In a coming-of-age narrative that echoes the father-son-mentor triangle in “A Bronx Tale,” this outer-borough story centers on Jeffrey Winnick (Jimmy Brewer), an 18-year-old Brooklyn teen who gets a summer job first as a parking lot attendant, then later as a cabana boy, at El Flamingo, a posh private Long Island resort catering to upwardly mobile Jews.
Soon he is drifting away from his working class parents as he becomes beguiled by gin-rummy-playing card sharp Phil Brody (Marc Kudisch), who takes the kid under his wing and introduces him to a life of fast cars, swank living and easy money. A special nod here should go to the quartet of car chassis built by BB Props/Emiliano Peres. Indeed, the show’s design elements, especially Alexander Dodge’s aquamarine-wave sets and Linda Cho’s witty nouveau-riche costumes, are retro delights.
Jeffrey’s parents Arthur and Rose (Liz Larsen and Adam Heller, solid and authentic) are, of course, concerned about their son’s changing attitude and values. That’s especially true of his father, who becomes outraged when Jeffrey decides to nix college to work for Phil as a salesman at his high-end car dealership. But after money is gambled and lost, hearts are hurt and promises broken, Jeffrey, in the end, learns the difference between what is taken and what is earned.
The score by composer Scott Frankel (“ Grey Gardens ,” “ War Paint ”) and lyricist Robert L. Freedman (“ A Gentleman’s Guide To Love and Murder ”) encompasses several pleasant pastiche songs and some clever rhymes (“menopausal/schlemazel”), but lacks the kind of memorable numbers that make a show soar. Denis Jones’ choreography, meanwhile, provides some casual summer fun with an amusing cabana sequence, plus one for the resort’s rhumba competition.
But when the show tries to get serious, it feels awkward, strained or (like many of the song titles) just too on-the-nose, whether it’s Jeffrey’s father singing “This Is My House” or “My Son, The Big Shot” or the male Winnicks singing the treacly closing number “Fathers and Sons.”

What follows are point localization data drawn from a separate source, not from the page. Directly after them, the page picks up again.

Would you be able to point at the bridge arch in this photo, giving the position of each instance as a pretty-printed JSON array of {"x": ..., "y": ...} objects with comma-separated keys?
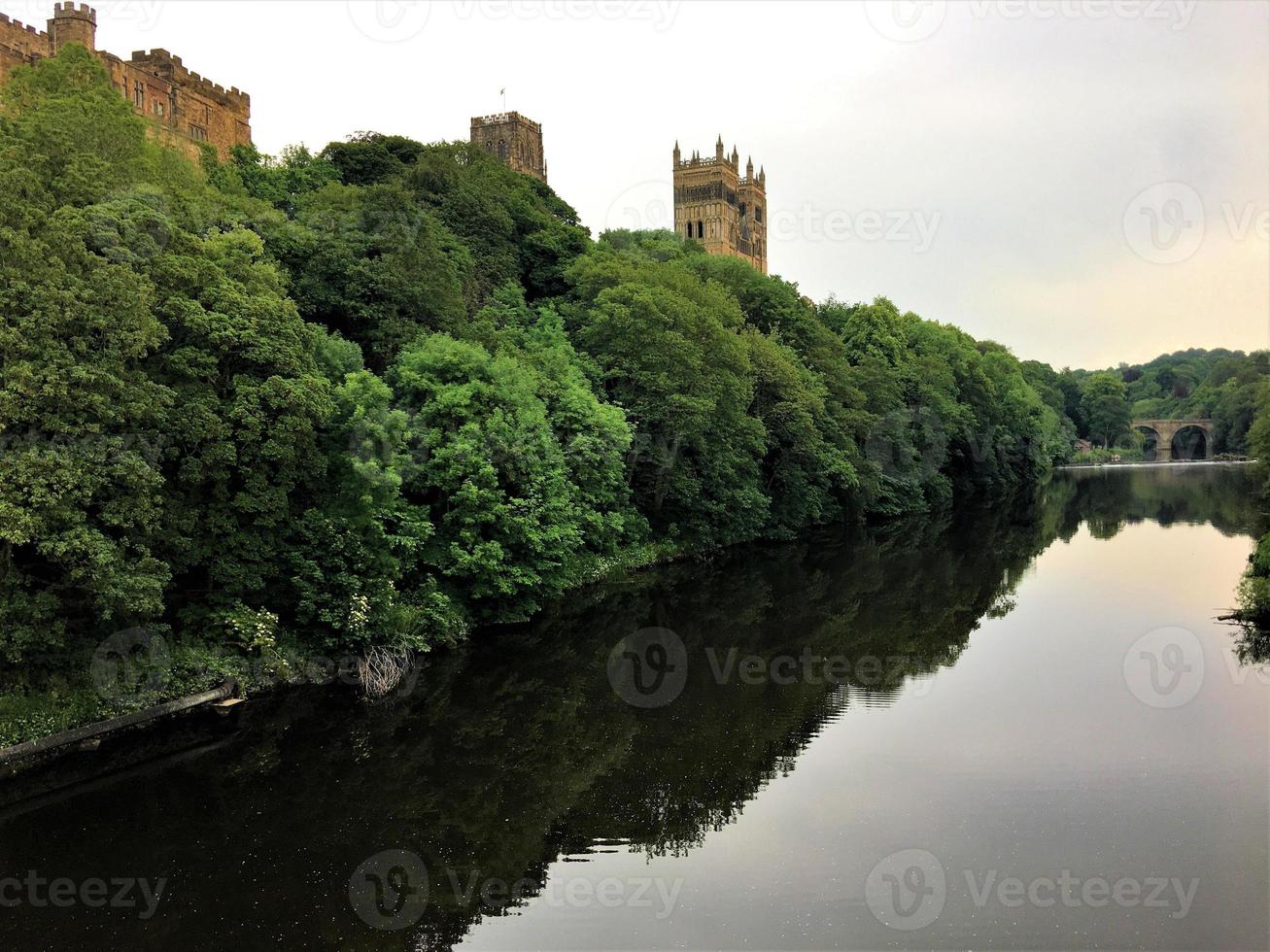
[
  {"x": 1178, "y": 439},
  {"x": 1191, "y": 442}
]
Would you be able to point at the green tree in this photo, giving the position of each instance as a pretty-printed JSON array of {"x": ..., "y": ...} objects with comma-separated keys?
[{"x": 1104, "y": 406}]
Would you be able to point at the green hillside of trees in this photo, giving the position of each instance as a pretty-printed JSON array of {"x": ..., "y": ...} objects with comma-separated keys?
[{"x": 376, "y": 396}]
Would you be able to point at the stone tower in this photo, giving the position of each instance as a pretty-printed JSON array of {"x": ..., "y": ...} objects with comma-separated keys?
[
  {"x": 183, "y": 108},
  {"x": 516, "y": 140},
  {"x": 720, "y": 208},
  {"x": 73, "y": 24}
]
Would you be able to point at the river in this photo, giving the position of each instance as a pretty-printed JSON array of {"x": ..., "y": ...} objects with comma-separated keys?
[{"x": 1017, "y": 725}]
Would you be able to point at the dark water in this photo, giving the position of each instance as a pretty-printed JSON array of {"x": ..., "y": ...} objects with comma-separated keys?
[{"x": 1017, "y": 727}]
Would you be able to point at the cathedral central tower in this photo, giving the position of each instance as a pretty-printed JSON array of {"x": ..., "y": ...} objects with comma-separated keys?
[{"x": 722, "y": 208}]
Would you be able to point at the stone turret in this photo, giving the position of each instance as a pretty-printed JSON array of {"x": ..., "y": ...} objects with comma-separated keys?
[{"x": 73, "y": 24}]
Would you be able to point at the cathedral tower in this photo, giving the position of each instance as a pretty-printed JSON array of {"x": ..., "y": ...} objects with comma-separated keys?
[{"x": 722, "y": 208}]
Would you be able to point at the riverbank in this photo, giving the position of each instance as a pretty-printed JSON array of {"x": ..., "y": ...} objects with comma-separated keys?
[
  {"x": 136, "y": 675},
  {"x": 1153, "y": 463}
]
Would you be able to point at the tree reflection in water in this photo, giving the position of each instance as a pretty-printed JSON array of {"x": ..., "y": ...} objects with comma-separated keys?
[{"x": 516, "y": 749}]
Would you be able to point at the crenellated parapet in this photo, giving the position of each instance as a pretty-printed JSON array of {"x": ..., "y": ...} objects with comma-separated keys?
[{"x": 156, "y": 83}]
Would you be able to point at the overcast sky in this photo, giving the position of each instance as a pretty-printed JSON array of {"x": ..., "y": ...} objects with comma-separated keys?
[{"x": 1084, "y": 181}]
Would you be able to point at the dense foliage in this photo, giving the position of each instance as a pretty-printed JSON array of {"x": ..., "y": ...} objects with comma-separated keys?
[
  {"x": 1219, "y": 385},
  {"x": 372, "y": 396}
]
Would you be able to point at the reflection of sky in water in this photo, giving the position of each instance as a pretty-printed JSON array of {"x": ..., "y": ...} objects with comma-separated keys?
[
  {"x": 1010, "y": 740},
  {"x": 1028, "y": 757}
]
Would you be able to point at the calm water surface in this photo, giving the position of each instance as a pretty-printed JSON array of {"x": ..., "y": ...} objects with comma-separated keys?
[{"x": 1017, "y": 727}]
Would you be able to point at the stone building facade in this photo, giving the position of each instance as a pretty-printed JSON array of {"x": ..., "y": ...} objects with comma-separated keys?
[
  {"x": 720, "y": 208},
  {"x": 186, "y": 108},
  {"x": 516, "y": 140}
]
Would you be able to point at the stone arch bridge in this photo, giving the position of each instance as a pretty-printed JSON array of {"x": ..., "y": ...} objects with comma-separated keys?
[{"x": 1167, "y": 430}]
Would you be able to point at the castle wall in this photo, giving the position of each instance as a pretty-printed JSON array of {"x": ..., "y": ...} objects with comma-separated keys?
[
  {"x": 19, "y": 45},
  {"x": 192, "y": 110}
]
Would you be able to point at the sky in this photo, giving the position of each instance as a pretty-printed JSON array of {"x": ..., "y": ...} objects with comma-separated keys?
[{"x": 1086, "y": 182}]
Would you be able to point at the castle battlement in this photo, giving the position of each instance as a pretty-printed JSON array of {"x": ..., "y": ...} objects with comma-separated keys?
[
  {"x": 69, "y": 9},
  {"x": 156, "y": 83},
  {"x": 23, "y": 27},
  {"x": 513, "y": 139},
  {"x": 503, "y": 119},
  {"x": 719, "y": 207},
  {"x": 164, "y": 63}
]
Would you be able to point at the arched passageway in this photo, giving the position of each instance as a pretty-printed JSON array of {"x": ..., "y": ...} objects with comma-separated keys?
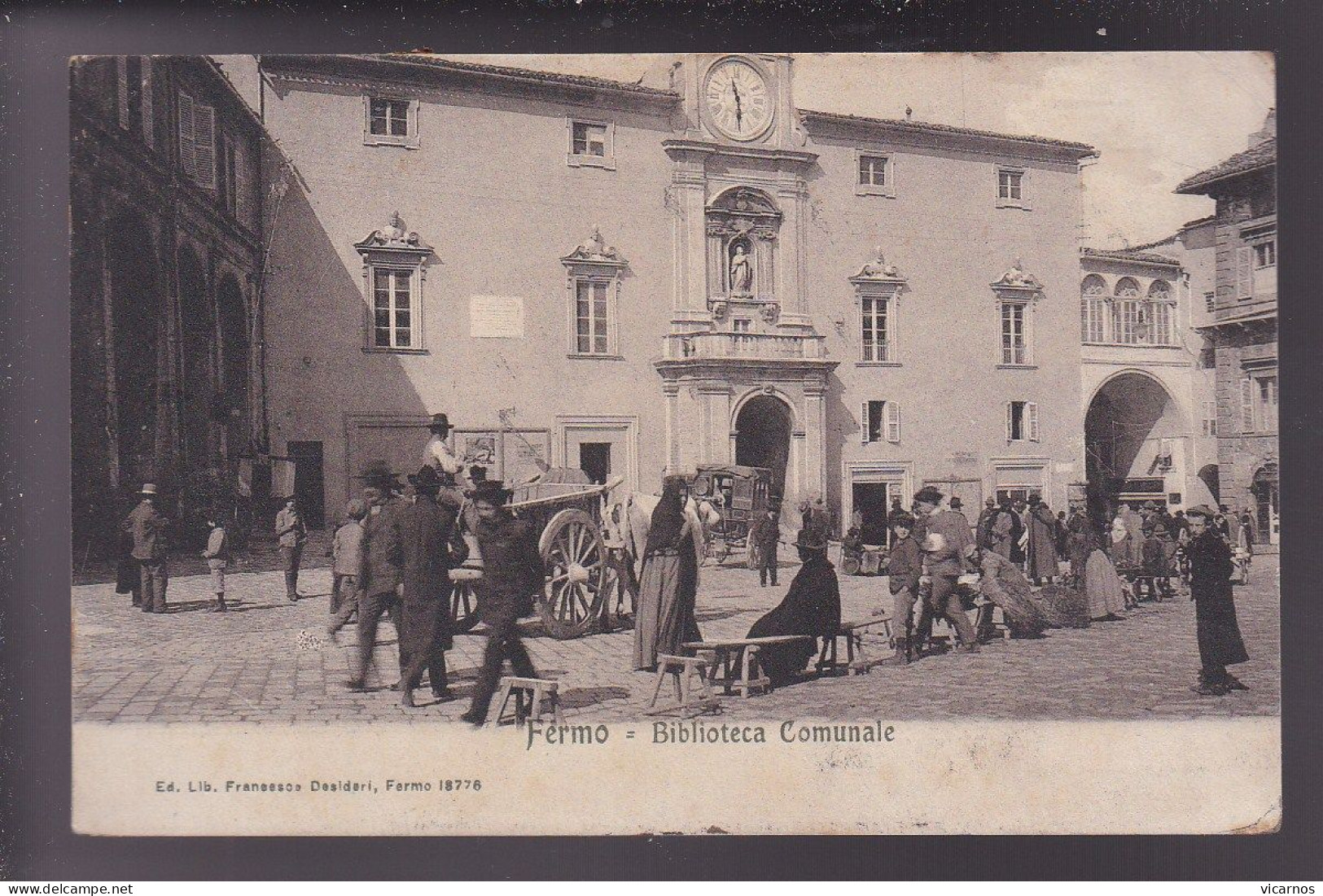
[
  {"x": 1130, "y": 422},
  {"x": 762, "y": 438}
]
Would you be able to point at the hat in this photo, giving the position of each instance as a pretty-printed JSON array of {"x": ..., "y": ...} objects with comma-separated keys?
[
  {"x": 901, "y": 518},
  {"x": 491, "y": 492},
  {"x": 379, "y": 476},
  {"x": 927, "y": 495},
  {"x": 427, "y": 480}
]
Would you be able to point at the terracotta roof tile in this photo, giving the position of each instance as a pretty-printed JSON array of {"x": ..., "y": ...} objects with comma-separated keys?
[{"x": 1257, "y": 156}]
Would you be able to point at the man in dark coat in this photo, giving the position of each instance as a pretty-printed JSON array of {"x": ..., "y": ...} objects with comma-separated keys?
[
  {"x": 427, "y": 546},
  {"x": 147, "y": 527},
  {"x": 1220, "y": 641},
  {"x": 380, "y": 579},
  {"x": 512, "y": 574},
  {"x": 811, "y": 607}
]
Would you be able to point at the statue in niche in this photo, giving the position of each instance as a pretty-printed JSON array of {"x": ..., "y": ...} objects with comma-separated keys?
[{"x": 741, "y": 271}]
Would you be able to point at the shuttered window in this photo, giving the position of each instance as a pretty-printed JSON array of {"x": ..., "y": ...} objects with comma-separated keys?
[
  {"x": 880, "y": 421},
  {"x": 197, "y": 140},
  {"x": 1245, "y": 273}
]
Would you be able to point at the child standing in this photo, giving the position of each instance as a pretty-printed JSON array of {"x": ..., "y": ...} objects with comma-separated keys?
[
  {"x": 217, "y": 558},
  {"x": 903, "y": 571},
  {"x": 345, "y": 562}
]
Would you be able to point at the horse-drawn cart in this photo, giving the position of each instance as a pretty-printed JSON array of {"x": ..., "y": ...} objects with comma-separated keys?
[{"x": 567, "y": 509}]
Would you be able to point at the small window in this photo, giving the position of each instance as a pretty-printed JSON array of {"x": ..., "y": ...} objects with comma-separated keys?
[
  {"x": 1015, "y": 339},
  {"x": 391, "y": 122},
  {"x": 1011, "y": 188},
  {"x": 874, "y": 175},
  {"x": 874, "y": 323},
  {"x": 592, "y": 317},
  {"x": 880, "y": 421},
  {"x": 1022, "y": 422},
  {"x": 392, "y": 308},
  {"x": 592, "y": 144}
]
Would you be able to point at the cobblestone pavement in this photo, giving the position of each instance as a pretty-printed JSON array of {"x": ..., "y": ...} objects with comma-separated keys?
[{"x": 266, "y": 661}]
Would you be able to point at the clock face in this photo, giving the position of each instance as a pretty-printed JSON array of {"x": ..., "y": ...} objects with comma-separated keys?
[{"x": 737, "y": 99}]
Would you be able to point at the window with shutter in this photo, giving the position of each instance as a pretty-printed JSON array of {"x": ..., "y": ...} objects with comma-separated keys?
[
  {"x": 1244, "y": 273},
  {"x": 893, "y": 422},
  {"x": 186, "y": 161},
  {"x": 204, "y": 146}
]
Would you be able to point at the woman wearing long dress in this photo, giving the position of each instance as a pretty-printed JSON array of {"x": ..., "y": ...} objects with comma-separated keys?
[
  {"x": 670, "y": 582},
  {"x": 1102, "y": 587}
]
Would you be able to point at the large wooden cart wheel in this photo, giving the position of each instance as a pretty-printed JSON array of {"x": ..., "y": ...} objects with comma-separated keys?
[
  {"x": 463, "y": 599},
  {"x": 575, "y": 557}
]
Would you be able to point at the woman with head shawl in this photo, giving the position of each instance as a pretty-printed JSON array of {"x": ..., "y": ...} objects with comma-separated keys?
[{"x": 670, "y": 580}]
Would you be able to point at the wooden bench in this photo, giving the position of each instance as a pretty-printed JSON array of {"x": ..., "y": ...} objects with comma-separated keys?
[
  {"x": 688, "y": 695},
  {"x": 856, "y": 660},
  {"x": 734, "y": 664},
  {"x": 532, "y": 690}
]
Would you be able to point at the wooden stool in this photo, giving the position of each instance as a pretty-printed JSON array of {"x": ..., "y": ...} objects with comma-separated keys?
[
  {"x": 533, "y": 690},
  {"x": 683, "y": 671},
  {"x": 856, "y": 660}
]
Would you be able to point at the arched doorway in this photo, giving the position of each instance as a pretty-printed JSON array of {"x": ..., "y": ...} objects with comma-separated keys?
[
  {"x": 1264, "y": 488},
  {"x": 1132, "y": 423},
  {"x": 138, "y": 305},
  {"x": 197, "y": 330},
  {"x": 762, "y": 438},
  {"x": 234, "y": 361}
]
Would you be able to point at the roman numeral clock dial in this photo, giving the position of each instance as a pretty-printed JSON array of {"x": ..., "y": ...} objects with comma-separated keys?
[{"x": 737, "y": 99}]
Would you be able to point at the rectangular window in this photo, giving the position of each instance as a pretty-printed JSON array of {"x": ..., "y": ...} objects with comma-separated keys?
[
  {"x": 1265, "y": 404},
  {"x": 590, "y": 144},
  {"x": 388, "y": 116},
  {"x": 872, "y": 171},
  {"x": 874, "y": 324},
  {"x": 1010, "y": 186},
  {"x": 1015, "y": 347},
  {"x": 589, "y": 139},
  {"x": 880, "y": 421},
  {"x": 590, "y": 317},
  {"x": 197, "y": 142},
  {"x": 392, "y": 308},
  {"x": 1022, "y": 422},
  {"x": 1244, "y": 273},
  {"x": 1093, "y": 316}
]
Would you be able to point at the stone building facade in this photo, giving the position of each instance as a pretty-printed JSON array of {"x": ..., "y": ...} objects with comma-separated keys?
[
  {"x": 646, "y": 278},
  {"x": 1150, "y": 427},
  {"x": 1244, "y": 326},
  {"x": 165, "y": 260}
]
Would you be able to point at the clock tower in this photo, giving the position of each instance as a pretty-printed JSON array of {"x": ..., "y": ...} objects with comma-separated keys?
[{"x": 744, "y": 369}]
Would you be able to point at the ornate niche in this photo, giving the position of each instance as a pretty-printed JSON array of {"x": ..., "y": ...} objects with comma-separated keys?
[{"x": 743, "y": 225}]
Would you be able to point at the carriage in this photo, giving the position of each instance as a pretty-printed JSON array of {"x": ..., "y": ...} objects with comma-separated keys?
[
  {"x": 567, "y": 509},
  {"x": 740, "y": 495}
]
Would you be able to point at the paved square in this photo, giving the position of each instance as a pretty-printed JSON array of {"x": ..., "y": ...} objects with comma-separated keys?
[{"x": 266, "y": 661}]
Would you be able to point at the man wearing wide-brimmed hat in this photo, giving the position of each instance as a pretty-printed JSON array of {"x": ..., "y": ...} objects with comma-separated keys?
[
  {"x": 380, "y": 566},
  {"x": 147, "y": 529},
  {"x": 430, "y": 546},
  {"x": 1220, "y": 641},
  {"x": 512, "y": 574}
]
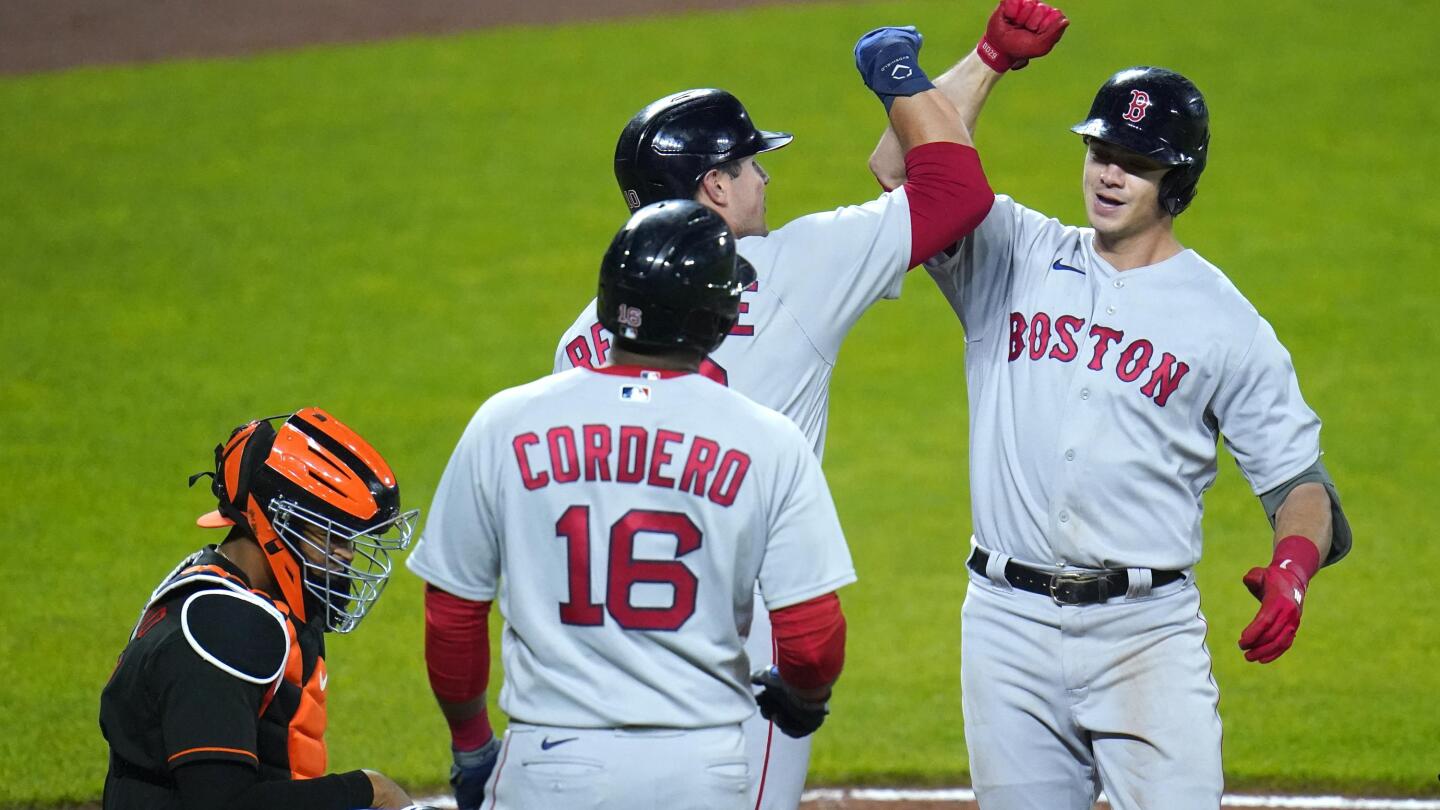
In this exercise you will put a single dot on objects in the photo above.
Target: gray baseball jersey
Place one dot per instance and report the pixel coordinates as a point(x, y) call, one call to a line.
point(1098, 397)
point(630, 515)
point(814, 278)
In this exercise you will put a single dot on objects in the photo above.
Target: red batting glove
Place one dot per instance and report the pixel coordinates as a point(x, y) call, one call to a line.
point(1018, 32)
point(1280, 590)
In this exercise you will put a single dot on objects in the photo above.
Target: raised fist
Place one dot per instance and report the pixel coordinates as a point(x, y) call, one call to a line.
point(1020, 30)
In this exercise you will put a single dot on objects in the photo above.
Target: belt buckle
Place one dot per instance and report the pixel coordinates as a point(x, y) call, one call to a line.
point(1064, 588)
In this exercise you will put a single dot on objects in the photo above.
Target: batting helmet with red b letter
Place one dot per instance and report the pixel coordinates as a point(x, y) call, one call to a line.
point(1158, 114)
point(670, 144)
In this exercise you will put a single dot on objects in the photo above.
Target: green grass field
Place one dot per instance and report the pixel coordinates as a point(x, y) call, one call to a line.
point(398, 231)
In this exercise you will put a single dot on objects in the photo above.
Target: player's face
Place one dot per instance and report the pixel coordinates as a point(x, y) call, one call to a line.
point(748, 202)
point(1122, 192)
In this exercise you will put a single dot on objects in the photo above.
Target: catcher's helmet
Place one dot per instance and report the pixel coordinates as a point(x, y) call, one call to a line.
point(670, 144)
point(1159, 114)
point(671, 278)
point(323, 506)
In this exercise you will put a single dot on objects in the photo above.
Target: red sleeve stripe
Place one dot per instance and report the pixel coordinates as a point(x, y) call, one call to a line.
point(213, 750)
point(811, 642)
point(457, 659)
point(457, 644)
point(949, 196)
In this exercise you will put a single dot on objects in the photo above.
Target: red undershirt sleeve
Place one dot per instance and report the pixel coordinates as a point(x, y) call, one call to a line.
point(811, 642)
point(949, 196)
point(457, 659)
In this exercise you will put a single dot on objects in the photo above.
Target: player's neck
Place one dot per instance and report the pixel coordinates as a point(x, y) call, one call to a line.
point(1129, 251)
point(248, 557)
point(674, 361)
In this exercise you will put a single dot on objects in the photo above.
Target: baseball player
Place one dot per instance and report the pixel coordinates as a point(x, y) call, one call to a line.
point(1102, 365)
point(219, 698)
point(814, 276)
point(621, 516)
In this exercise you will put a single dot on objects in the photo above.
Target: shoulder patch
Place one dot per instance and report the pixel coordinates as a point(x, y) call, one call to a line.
point(236, 632)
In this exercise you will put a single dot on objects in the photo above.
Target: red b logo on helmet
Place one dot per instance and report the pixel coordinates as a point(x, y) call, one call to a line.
point(1139, 101)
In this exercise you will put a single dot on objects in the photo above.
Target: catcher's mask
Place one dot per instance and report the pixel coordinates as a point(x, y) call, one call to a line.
point(323, 506)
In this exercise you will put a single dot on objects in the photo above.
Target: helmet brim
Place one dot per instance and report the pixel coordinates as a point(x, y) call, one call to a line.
point(771, 141)
point(1134, 140)
point(213, 521)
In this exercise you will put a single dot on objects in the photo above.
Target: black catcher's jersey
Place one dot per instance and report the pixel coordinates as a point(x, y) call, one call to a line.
point(213, 670)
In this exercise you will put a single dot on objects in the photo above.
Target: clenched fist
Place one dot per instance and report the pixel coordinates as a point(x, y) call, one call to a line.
point(1020, 30)
point(1280, 588)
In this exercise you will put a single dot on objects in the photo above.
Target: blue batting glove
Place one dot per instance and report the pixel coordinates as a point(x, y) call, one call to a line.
point(471, 771)
point(889, 59)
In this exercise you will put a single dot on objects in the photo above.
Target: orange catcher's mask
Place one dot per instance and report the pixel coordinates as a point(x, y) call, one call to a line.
point(321, 503)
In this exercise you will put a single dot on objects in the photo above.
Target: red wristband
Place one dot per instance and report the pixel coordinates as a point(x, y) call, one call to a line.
point(998, 61)
point(1298, 555)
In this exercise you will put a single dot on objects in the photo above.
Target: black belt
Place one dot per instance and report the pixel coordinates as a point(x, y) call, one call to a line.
point(123, 768)
point(1072, 588)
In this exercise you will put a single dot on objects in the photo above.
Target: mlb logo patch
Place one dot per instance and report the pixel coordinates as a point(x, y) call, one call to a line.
point(635, 392)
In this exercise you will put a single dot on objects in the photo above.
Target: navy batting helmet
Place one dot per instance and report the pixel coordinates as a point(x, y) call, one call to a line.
point(1159, 114)
point(671, 278)
point(670, 144)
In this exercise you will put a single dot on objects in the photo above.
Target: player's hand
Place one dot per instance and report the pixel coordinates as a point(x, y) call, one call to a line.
point(388, 796)
point(471, 771)
point(797, 717)
point(1272, 632)
point(889, 59)
point(1020, 30)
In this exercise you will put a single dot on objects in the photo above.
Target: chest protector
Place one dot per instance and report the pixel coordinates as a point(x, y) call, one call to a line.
point(291, 728)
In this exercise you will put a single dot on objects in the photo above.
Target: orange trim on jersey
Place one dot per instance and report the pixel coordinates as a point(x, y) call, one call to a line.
point(307, 727)
point(173, 757)
point(640, 371)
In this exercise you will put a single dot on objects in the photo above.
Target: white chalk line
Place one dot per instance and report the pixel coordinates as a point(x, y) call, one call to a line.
point(962, 794)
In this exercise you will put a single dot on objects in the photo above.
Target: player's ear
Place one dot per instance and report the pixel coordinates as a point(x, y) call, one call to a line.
point(714, 188)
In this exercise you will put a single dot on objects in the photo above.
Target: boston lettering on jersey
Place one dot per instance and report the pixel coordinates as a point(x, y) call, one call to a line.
point(631, 454)
point(1060, 339)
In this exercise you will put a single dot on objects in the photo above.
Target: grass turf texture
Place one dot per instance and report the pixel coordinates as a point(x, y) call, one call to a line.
point(398, 231)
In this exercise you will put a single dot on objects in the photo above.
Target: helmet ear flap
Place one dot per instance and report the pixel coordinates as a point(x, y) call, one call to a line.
point(257, 446)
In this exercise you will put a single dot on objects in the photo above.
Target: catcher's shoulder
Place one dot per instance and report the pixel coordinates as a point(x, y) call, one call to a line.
point(238, 632)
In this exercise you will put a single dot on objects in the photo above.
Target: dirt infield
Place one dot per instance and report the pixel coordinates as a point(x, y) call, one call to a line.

Freedman’s script flirts with issues of class, culture and consumerism, but Philip Roth it ain’t, and “The Flamingo Kid” doesn’t go much beyond sentimentality, caricature or reductivism. An attempt to suddenly become sociologically profound at show’s end, with television news clips noting America’s post-assassination “loss of innocence,” is cringe-worthy.
Outgoing artistic director Darko Tresnjak, who deftly staged “Gentleman’s Guide” and “Anastasia,” hasn’t yet found the right balance for this show as it careens from broad comedy to angst-filled kitchen-sink drama to musical corn. What it lacks now is any kind of edge or nuance to distinguish itself.
As Jeffrey, newbie Brewer — he graduated from Carnegie Mellon last year — is likable and sings okay, and he nicely reflects Jeffrey’s combination of intelligence, gawkiness and eagerness to please. He doesn’t balk at showing the boy’s selfish side, too.
Also standing out is Lesli Margherita as Phyllis, Phil’s long-suffering snob of a wife, who gets every laugh effortlessly with her deadpan delivery. She also nails her second act number, a good song with a terrible title using period slang that was tired even then (“That’s the Way The Cookie Crumbles”). As Phil, meanwhile, Kudisch’s usually fine comic touch is exchanged here for the broad and boisterous, which undercuts Jeffrey’s attraction to Phil’s B.S.
As for Jeffrey’s friends and Phil’s gin-rummy mates, there’s little in terms of character for most of these actors to play. But it needn’t be that way. Neil Simon’s “The Odd Couple” showed that card players don’t always have to be anonymous, that wing men can indeed stand out and that, in the end, the delights are in the details.